O Brasil atingiu um novo patamar no acompanhamento das finanças públicas nesta segunda-feira, 24 de agosto de 2026. A diferença entre os gastos realizados pelo poder público e o total arrecadado em tributos chegou à marca de R$ 1 trilhão. Este cenário é monitorado pelo painel “Gasto Brasil”, que registra as despesas da União, dos estados e dos municípios em comparação ao Impostômetro.
Para compreender os dados, é preciso diferenciar as ferramentas de monitoramento. O Impostômetro contabiliza a soma de impostos, taxas e contribuições pagas pelos cidadãos aos três níveis de governo. Já o Gasto Brasil foca nas chamadas despesas primárias, que englobam os custos básicos para o funcionamento da máquina pública. Embora não representem o déficit fiscal de forma isolada, os dois painéis oferecem uma visão sobre o fluxo financeiro do país.
Os indicadores de 2026 demonstram uma aceleração no ritmo de gastos governamentais em relação ao ano anterior. O painel apontou que a marca de R$ 3 trilhões em despesas acumuladas foi alcançada em 15 de julho, o que representa uma antecipação de 20 dias na comparação com 2025. Até o dia 11 de agosto, o total de gastos já ultrapassava a cifra de R$ 3,4 trilhões em todo o território nacional.

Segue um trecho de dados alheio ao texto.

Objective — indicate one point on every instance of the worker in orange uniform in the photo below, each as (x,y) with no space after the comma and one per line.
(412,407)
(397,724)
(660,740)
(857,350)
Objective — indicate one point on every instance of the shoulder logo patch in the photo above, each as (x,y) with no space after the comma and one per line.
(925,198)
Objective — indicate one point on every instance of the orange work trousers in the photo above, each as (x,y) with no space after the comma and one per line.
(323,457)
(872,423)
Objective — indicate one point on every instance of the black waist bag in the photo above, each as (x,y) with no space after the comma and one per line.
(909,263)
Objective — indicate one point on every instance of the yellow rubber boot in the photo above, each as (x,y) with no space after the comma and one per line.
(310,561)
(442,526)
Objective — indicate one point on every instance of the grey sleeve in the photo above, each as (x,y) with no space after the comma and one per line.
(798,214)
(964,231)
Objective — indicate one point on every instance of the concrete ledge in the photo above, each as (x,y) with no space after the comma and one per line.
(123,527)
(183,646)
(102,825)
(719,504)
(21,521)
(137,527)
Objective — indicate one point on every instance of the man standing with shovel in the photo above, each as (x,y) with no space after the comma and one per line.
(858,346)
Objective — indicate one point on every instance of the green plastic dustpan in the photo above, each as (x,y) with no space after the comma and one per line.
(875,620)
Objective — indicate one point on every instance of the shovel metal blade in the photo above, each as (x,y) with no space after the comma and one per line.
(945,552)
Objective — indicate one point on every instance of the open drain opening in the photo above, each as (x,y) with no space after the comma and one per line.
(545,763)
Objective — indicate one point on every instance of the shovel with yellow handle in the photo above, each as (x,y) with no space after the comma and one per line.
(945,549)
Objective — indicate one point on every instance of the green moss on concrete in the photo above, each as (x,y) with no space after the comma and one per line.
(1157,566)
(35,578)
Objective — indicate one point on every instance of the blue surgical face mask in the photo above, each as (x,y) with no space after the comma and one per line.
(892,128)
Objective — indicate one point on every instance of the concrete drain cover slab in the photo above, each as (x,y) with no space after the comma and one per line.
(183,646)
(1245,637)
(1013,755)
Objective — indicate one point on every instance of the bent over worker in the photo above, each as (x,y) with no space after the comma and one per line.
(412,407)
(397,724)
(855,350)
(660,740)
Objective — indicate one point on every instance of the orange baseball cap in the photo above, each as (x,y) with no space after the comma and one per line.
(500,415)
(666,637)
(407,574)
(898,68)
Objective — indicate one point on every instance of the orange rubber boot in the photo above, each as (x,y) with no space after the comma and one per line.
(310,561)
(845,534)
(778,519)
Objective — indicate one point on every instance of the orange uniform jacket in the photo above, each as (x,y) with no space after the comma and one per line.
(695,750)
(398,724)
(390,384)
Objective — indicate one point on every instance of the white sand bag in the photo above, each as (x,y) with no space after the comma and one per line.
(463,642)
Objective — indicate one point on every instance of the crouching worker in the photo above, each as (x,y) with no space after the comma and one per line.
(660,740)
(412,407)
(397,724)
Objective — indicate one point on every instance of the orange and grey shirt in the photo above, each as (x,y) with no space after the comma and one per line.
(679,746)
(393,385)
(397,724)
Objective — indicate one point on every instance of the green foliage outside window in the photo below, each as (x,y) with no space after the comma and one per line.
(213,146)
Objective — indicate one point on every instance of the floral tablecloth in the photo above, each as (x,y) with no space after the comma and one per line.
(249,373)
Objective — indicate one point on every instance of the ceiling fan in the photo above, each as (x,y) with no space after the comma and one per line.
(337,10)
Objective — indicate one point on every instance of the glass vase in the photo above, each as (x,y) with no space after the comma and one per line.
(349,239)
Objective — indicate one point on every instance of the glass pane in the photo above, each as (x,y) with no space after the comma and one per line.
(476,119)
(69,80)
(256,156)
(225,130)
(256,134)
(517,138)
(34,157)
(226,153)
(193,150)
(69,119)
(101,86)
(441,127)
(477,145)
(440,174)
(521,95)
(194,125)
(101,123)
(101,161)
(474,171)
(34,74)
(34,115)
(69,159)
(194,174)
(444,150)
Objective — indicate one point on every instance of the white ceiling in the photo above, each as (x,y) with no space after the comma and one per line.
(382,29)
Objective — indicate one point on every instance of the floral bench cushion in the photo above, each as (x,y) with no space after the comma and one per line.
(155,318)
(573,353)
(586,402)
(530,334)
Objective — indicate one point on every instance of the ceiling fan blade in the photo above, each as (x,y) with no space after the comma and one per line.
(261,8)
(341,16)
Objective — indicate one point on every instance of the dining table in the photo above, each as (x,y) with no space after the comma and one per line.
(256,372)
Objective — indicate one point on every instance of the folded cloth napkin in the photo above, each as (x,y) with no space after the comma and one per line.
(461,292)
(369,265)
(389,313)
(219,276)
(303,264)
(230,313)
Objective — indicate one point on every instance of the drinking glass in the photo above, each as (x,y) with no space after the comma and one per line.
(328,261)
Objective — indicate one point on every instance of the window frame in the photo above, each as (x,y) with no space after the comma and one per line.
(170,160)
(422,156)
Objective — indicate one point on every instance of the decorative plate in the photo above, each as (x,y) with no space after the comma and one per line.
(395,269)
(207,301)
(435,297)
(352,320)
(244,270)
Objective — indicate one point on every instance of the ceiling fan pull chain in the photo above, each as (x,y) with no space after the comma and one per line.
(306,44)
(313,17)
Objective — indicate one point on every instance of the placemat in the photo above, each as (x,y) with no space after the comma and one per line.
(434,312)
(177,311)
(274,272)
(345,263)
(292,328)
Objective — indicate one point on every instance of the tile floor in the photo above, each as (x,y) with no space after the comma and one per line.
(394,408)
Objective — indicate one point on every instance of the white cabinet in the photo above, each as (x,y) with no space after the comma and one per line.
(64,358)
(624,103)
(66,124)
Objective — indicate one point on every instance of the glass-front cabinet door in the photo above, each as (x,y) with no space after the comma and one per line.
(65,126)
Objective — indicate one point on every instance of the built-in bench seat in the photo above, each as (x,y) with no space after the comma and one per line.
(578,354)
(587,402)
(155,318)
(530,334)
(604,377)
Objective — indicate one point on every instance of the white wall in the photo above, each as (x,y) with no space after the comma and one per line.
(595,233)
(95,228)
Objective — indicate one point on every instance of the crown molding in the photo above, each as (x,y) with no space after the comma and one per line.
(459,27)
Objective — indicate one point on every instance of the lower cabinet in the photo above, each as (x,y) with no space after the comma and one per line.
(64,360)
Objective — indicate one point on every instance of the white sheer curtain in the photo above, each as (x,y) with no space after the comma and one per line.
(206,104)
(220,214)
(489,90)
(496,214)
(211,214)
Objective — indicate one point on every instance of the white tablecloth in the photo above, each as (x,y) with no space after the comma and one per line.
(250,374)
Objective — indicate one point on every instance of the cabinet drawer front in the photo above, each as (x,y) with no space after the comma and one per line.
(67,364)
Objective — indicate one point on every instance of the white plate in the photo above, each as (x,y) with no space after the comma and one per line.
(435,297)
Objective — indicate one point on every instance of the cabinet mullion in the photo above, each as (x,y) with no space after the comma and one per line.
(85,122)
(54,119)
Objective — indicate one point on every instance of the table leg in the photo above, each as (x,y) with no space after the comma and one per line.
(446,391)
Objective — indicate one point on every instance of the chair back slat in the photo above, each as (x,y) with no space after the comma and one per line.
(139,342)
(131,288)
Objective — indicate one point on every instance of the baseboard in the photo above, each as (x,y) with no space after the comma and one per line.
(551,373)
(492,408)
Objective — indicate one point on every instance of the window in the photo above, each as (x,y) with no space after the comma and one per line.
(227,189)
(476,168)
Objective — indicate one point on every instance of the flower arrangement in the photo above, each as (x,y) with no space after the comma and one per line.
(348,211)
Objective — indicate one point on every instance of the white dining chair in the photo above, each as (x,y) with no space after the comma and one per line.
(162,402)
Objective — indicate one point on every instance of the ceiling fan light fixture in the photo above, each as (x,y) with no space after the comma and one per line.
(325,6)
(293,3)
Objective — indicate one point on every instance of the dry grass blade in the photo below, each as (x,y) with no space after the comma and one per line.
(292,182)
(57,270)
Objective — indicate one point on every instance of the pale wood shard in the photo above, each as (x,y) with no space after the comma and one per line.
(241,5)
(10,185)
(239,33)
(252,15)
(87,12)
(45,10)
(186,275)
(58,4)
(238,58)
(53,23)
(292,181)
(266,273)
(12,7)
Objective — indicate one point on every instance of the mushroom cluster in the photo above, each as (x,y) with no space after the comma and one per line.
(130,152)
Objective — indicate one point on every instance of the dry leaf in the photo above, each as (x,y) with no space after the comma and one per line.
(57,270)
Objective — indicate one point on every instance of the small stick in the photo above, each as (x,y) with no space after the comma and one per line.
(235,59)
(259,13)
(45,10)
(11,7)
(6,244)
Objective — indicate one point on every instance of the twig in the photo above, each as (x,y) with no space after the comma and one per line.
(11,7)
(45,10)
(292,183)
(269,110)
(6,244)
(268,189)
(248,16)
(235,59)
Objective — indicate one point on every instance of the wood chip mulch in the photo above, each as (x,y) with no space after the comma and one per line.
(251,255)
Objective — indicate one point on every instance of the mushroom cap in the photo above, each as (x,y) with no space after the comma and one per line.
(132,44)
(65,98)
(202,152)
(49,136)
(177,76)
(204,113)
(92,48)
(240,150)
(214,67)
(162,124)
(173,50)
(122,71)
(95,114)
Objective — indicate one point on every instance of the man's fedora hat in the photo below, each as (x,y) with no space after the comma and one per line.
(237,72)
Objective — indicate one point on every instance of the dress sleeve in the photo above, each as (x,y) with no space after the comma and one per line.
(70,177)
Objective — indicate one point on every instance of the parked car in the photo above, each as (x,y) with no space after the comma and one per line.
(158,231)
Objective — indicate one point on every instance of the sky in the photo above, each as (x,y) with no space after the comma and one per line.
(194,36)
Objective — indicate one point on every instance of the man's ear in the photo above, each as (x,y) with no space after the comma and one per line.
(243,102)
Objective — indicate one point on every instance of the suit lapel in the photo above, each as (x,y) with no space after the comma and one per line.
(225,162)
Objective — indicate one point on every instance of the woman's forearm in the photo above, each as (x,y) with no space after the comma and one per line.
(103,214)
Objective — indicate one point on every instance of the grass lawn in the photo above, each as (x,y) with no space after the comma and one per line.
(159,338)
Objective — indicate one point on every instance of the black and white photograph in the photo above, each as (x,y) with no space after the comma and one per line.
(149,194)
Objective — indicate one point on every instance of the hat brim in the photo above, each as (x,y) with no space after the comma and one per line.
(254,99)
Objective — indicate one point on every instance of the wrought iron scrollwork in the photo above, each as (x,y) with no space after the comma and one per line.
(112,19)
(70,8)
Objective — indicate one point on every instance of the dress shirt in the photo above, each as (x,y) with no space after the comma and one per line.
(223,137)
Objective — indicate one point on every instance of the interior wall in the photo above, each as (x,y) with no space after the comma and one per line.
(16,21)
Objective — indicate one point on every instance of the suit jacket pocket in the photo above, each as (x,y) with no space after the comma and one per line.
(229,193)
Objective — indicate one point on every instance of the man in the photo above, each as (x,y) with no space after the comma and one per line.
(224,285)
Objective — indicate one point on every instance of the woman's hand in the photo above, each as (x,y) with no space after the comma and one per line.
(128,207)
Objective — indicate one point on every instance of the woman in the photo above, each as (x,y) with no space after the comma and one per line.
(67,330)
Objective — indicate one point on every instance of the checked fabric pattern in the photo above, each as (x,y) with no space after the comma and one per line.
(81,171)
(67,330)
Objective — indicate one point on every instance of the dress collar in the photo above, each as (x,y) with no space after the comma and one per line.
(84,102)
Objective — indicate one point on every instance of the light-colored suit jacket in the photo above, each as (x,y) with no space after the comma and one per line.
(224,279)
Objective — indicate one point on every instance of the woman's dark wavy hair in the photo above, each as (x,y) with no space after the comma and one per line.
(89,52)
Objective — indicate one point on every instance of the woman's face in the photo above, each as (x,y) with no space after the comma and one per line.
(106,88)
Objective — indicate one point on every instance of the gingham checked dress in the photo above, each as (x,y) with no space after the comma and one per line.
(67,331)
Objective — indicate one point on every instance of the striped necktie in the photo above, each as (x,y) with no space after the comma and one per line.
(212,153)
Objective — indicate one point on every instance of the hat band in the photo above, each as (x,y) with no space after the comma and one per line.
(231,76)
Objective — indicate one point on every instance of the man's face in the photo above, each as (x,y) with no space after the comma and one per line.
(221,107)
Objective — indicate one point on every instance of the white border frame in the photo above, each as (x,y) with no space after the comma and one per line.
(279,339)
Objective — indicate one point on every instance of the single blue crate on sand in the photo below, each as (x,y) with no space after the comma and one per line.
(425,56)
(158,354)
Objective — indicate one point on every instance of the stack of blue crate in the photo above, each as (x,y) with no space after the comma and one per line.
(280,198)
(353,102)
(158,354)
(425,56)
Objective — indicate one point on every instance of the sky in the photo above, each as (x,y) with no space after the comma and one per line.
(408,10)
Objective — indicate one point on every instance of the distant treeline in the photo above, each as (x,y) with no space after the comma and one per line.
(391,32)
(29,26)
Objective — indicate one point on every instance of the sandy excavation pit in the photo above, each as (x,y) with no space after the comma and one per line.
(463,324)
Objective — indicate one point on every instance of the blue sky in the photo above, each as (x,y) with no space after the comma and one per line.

Dentro desse montante acumulado, a União é responsável por cerca de R$ 1,6 trilhão, o equivalente a 46,5% do total. Os governos estaduais somam R$ 926,2 bilhões em despesas, enquanto as gestões municipais contabilizam R$ 908,1 bilhões. O sistema de monitoramento foi criado em 2025 pela Confederação das Associações Comerciais e Empresariais do Brasil (CACB) e pela Associação Comercial de São Paulo (ACSP) para dar maior transparência ao contribuinte sobre o uso do dinheiro público.